Human Label Variation in Implicit Discourse Relation Recognition
This work addresses the challenge of human label variation in IDRR, which is crucial for developing more robust and reliable NLP models for discourse understanding.
This paper investigates human label variation in Implicit Discourse Relation Recognition (IDRR), a task known for high ambiguity due to cognitive complexity. The study found that models predicting full annotation distributions produce more stable predictions compared to existing annotator-specific models, which perform poorly in IDRR unless ambiguity is reduced.

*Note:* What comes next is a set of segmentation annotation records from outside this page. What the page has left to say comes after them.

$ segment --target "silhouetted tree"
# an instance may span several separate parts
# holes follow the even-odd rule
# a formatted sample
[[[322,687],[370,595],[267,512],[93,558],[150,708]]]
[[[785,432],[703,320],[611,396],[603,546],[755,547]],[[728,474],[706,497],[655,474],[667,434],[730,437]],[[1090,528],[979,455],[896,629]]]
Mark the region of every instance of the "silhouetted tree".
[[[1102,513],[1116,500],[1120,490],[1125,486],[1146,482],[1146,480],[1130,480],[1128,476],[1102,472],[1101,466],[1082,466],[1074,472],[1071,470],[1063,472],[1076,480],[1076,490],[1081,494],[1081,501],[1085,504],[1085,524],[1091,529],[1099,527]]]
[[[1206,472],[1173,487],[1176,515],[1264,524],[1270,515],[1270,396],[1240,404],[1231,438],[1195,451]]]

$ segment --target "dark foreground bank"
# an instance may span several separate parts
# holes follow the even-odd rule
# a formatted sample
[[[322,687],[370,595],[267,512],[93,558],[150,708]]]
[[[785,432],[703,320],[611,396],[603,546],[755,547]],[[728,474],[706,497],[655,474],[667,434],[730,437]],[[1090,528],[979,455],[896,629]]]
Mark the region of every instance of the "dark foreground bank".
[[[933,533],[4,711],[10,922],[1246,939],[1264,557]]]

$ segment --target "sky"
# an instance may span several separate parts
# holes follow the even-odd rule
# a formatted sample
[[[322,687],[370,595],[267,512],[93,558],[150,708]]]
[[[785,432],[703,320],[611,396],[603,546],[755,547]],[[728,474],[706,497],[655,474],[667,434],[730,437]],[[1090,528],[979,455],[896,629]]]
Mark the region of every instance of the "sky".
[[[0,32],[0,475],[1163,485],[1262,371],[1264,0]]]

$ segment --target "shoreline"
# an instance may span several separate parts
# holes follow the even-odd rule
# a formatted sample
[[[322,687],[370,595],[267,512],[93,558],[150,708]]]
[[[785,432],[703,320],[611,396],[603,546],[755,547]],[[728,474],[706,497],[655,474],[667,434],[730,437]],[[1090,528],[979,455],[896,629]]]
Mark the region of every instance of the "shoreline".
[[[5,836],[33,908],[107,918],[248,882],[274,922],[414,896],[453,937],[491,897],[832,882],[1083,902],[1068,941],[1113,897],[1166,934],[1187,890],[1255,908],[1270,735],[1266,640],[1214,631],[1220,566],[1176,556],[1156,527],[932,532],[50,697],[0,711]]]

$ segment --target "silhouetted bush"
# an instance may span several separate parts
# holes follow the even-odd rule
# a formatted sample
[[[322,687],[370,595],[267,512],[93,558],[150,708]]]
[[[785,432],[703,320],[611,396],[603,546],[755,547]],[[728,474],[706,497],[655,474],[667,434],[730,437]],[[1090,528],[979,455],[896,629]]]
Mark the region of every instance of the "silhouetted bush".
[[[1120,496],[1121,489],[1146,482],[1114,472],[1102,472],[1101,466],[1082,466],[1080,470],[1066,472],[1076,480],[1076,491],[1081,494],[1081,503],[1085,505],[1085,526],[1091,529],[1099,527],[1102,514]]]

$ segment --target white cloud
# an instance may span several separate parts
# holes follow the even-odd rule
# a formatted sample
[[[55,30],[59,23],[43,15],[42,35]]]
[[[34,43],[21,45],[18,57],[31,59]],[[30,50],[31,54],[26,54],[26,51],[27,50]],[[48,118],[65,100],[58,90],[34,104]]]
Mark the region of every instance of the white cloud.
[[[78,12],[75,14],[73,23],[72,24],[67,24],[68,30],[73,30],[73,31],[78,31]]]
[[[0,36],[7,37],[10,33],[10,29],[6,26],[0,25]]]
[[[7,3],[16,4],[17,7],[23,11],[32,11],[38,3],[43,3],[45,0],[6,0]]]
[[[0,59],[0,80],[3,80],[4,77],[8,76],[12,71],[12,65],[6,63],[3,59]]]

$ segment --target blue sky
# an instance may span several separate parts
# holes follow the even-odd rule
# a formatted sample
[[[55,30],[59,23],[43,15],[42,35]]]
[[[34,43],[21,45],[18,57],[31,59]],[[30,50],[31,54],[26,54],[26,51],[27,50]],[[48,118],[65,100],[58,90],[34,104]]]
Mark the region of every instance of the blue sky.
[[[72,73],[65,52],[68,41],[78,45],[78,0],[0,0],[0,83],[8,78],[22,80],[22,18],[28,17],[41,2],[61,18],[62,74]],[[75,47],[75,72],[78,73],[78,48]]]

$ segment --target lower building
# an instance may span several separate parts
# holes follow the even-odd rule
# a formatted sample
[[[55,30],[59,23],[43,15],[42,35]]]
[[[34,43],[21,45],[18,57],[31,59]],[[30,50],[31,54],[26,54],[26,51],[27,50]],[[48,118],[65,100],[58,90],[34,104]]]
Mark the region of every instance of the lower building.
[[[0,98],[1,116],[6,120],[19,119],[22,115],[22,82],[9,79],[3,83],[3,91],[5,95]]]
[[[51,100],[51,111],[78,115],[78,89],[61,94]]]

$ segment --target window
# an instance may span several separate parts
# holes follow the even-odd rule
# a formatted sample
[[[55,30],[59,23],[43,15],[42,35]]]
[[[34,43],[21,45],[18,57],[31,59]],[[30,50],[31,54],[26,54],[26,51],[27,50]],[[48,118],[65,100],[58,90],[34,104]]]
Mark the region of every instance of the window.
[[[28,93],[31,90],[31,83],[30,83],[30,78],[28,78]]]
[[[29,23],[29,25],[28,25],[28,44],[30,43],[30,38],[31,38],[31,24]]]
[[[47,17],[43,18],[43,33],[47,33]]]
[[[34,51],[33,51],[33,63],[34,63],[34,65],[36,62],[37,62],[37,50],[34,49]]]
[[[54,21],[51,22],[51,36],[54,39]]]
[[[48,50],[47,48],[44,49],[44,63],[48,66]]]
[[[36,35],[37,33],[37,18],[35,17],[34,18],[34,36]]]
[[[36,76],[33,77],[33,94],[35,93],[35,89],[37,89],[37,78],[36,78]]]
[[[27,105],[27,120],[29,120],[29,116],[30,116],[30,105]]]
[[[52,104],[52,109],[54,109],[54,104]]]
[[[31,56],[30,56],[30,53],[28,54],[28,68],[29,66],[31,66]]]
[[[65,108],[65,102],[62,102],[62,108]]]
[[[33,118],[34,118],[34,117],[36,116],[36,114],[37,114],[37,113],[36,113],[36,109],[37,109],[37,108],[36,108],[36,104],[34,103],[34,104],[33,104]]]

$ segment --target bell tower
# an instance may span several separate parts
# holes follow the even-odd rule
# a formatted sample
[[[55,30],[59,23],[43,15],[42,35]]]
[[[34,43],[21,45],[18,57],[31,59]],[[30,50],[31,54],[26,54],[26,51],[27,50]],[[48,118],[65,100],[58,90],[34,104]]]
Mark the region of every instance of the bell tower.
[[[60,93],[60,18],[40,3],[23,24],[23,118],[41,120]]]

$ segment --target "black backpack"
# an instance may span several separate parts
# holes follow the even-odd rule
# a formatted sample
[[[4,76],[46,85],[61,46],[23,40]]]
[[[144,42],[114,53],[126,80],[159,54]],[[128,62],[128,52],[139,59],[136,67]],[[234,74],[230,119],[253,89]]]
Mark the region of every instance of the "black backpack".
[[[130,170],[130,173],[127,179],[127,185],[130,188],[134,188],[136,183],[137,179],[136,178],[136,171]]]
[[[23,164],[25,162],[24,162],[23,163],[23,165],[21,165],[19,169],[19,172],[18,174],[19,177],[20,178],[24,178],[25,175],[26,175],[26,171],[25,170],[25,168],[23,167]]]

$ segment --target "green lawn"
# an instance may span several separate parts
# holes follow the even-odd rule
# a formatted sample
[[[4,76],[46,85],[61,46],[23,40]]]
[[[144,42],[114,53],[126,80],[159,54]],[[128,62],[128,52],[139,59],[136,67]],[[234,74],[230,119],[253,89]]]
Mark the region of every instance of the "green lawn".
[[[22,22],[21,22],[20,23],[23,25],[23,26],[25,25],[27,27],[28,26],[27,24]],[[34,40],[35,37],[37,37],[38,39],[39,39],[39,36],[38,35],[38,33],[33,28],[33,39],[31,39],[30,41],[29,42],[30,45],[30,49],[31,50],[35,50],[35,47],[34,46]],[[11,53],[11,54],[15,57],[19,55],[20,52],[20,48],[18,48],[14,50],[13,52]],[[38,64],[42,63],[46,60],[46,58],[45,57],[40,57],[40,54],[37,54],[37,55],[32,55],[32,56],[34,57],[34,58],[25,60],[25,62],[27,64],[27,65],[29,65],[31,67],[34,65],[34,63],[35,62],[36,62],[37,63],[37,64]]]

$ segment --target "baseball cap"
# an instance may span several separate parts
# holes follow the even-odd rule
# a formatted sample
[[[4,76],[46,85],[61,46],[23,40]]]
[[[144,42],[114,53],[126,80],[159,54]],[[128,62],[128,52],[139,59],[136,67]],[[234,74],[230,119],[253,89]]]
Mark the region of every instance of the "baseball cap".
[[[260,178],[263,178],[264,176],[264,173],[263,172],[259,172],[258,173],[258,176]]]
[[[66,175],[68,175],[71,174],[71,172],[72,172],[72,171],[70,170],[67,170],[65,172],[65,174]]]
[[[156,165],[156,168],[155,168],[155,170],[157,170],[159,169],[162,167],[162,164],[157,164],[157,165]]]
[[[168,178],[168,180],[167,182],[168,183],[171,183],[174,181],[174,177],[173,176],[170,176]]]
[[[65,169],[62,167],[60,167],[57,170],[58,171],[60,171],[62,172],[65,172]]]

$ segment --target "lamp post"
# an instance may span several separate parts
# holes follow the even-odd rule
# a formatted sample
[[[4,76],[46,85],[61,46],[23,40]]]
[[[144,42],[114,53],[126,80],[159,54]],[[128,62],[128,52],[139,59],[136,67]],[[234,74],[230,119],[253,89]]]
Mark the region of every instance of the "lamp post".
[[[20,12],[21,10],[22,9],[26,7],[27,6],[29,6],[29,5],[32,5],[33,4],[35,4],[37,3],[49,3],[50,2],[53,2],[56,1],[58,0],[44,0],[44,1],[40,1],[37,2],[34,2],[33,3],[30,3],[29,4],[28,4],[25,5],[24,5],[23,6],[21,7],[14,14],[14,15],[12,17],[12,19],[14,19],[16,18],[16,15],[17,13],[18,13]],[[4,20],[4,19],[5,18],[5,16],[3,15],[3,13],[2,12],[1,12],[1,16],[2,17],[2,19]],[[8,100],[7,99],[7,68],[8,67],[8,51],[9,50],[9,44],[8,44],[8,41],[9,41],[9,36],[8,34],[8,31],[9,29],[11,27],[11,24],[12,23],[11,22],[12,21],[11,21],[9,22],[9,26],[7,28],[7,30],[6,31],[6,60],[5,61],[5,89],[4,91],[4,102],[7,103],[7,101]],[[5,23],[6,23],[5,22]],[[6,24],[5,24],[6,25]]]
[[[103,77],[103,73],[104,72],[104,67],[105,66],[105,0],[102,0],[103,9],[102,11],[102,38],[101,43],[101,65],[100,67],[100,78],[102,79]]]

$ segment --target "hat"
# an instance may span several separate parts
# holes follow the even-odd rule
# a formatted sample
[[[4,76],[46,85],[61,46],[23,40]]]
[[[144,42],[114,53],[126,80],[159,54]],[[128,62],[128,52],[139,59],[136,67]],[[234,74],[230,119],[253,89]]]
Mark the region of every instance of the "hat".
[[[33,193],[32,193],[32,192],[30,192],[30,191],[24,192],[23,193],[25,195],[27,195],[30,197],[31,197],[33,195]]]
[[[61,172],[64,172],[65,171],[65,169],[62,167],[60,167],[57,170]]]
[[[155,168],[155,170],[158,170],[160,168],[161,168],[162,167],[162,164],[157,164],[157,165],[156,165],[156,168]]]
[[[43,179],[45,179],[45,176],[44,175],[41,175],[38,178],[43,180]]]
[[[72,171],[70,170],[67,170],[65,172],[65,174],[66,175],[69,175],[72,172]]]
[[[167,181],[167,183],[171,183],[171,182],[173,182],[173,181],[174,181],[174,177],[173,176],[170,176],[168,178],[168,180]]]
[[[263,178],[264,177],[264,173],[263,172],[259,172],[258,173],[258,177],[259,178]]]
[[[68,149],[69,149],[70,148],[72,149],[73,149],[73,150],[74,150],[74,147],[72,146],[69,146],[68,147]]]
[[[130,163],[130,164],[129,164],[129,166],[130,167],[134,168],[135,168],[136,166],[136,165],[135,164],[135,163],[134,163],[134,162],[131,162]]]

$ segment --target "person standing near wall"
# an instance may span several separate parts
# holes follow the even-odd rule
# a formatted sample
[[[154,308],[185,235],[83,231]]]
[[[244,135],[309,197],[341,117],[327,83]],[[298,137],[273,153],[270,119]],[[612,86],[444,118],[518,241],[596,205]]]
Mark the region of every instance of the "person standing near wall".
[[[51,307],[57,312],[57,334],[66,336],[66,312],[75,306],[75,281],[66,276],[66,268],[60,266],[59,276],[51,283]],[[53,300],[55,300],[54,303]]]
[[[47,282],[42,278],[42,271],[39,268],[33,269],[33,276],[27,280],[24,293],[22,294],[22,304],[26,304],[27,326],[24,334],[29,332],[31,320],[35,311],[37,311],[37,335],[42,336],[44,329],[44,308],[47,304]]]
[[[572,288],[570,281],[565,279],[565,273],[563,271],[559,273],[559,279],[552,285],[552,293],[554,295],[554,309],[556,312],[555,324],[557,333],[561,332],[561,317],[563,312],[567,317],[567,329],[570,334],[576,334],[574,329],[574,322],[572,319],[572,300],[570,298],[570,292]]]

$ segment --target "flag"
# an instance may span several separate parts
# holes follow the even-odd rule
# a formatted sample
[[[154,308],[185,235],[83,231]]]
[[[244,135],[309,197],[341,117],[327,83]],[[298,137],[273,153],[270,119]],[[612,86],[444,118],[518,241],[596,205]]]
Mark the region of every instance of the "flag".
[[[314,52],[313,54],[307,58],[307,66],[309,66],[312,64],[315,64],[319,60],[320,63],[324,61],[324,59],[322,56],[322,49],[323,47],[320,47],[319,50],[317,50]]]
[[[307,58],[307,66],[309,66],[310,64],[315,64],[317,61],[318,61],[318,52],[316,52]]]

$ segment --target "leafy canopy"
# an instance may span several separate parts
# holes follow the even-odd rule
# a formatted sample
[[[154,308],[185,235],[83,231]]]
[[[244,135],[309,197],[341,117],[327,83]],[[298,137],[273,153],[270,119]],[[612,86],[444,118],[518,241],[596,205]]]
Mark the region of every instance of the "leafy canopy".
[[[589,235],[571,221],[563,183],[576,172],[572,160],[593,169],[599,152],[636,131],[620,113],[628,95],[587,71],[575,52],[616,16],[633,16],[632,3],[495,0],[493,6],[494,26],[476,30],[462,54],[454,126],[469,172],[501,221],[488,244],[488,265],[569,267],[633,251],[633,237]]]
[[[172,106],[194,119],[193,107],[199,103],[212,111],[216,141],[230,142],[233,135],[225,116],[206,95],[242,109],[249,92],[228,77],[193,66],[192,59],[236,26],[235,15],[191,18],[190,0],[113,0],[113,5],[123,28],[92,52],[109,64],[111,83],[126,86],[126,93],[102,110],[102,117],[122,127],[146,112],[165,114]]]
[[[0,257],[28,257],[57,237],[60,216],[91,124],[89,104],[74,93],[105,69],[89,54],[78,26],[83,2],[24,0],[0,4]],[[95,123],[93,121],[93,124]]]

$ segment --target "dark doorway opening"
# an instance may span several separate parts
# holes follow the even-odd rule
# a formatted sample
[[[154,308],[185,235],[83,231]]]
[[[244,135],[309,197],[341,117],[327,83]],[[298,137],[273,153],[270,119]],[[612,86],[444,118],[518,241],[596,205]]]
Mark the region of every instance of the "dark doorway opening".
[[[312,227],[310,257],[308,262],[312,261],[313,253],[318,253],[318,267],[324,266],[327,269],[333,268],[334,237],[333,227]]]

There is growing recognition that many NLP tasks lack a single ground truth, as human judgments reflect diverse perspectives. To capture this variation, models have been developed to predict full annotation distributions rather than majority labels, while perspectivist models aim to reproduce the interpretations of individual annotators. In this work, we compare these approaches on Implicit Discourse Relation Recognition (IDRR), a highly ambiguous task where disagreement often arises from cognitive complexity rather than ideological bias. Our experiments show that existing annotator-specific models perform poorly in IDRR unless ambiguity is reduced, whereas models trained on label distributions yield more stable predictions. Further analysis indicates that frequent cognitively demanding cases drive inconsistency in human interpretation, posing challenges for perspectivist modeling in IDRR.